You can create some number of threads (does not really matter how many) and make them all block on one completion port until an event (either one you post manually, or an event from a timer or asynchronous I/O, or whatever) arrives. Then the completion port will wake one thread to handle the event, up to the limit that you specified. If you didn't specify anything, it will assume "up to number of CPU cores", which is really nice.
If there are already more threads active than the maximum limit, it will wait until one of them is done and then hand the event to the thread as soon as it goes to wait state. Also, it will always wake threads in a LIFO order, so chances are that caches are still warm.
In other words, completion ports are a no-fuss "poll for events" as well as "fill CPU as much as you can" solution.
You can throw file reads and writes at a completion port, sockets, or anything else that's waitable. And, you can post your own events if you want. Each custom event has at least one integer and one pointer worth of data (if you use the default structure), but you are not really limited to that as the system will happily accept any other structure too.

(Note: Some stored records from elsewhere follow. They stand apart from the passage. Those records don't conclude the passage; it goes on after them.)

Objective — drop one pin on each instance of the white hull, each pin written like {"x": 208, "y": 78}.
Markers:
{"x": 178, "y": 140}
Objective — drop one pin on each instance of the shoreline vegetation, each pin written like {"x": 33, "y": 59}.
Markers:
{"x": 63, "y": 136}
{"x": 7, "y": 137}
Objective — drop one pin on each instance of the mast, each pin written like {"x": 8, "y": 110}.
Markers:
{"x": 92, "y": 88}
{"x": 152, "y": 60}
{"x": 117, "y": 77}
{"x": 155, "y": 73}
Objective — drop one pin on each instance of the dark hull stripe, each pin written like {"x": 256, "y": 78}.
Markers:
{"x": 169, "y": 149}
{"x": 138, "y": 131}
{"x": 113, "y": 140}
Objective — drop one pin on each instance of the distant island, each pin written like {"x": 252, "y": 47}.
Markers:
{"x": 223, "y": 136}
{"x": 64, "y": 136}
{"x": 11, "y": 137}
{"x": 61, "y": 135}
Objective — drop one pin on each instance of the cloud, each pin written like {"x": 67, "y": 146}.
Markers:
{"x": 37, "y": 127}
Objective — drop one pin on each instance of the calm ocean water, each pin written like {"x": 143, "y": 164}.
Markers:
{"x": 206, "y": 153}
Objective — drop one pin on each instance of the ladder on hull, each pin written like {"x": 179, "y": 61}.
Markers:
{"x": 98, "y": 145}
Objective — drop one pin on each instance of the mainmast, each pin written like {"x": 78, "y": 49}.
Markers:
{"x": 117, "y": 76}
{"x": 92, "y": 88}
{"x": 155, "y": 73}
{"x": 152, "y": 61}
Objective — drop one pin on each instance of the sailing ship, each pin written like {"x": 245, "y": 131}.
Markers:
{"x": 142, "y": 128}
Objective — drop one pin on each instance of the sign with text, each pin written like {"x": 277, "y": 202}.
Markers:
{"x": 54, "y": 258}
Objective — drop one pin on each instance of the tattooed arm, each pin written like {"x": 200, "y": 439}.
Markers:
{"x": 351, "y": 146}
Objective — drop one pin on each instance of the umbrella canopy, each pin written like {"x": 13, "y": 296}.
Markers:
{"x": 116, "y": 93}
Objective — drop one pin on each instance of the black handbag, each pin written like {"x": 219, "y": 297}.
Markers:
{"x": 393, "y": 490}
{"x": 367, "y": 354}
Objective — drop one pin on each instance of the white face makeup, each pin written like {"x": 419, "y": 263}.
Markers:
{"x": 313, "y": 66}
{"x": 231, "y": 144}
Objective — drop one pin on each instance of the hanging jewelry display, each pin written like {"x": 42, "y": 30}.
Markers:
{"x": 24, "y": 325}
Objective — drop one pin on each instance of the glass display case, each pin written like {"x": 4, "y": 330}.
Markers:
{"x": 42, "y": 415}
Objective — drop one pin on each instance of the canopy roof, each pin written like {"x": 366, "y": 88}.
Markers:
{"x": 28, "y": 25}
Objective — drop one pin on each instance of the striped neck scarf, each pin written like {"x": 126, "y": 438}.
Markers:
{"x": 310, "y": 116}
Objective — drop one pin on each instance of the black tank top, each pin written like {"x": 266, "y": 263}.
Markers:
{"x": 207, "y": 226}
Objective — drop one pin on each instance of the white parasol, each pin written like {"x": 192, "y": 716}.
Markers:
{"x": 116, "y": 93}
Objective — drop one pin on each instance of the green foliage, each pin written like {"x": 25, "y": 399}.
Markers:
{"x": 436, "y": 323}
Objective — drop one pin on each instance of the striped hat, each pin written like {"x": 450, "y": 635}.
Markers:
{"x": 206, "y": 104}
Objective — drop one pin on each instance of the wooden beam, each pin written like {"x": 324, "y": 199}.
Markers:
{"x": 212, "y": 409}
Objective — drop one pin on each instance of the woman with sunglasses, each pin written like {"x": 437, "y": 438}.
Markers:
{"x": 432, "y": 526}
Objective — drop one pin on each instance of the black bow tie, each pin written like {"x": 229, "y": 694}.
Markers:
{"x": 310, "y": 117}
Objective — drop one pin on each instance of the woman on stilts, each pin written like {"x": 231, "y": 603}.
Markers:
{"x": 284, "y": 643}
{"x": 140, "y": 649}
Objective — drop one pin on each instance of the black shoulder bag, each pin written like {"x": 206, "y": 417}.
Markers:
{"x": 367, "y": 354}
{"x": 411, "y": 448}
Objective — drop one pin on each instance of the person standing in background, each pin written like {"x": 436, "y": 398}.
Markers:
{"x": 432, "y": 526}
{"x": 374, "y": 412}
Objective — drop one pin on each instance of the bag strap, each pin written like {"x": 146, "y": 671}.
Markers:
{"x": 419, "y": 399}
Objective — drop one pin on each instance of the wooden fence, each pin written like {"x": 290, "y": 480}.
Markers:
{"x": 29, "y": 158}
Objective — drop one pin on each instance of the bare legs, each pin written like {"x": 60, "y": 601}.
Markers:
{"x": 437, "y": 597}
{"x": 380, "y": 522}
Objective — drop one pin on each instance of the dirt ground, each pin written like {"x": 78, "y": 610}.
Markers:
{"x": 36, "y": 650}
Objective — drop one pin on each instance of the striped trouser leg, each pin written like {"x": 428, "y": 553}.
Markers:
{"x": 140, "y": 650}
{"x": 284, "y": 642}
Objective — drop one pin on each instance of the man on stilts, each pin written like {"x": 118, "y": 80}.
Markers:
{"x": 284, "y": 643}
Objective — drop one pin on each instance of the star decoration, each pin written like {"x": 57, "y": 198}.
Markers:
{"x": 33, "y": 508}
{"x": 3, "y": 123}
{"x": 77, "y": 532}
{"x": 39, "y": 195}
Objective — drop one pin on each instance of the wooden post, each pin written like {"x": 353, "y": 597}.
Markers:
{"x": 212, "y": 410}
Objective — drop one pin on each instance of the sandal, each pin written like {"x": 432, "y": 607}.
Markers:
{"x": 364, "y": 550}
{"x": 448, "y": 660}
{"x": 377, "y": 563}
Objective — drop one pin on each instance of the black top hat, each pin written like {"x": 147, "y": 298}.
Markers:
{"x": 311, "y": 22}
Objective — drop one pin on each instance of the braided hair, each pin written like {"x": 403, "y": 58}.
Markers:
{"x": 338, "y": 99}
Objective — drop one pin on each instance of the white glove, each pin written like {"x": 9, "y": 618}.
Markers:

Also, completion ports are fast, really really fast. Once upon a time, I needed to notify one thread from another. As it happened, that thread already had a completion port for file I/O, but it didn't pump messages. So, I wondered if I should just bite the bullet and use the completion port for simplicity, even though posting a thread message would obviously be much more efficient. I was undecided, so I benchmarked. Surprise, it turned out completion ports were about 3 times faster. So... faster and more flexible, the decision was not hard.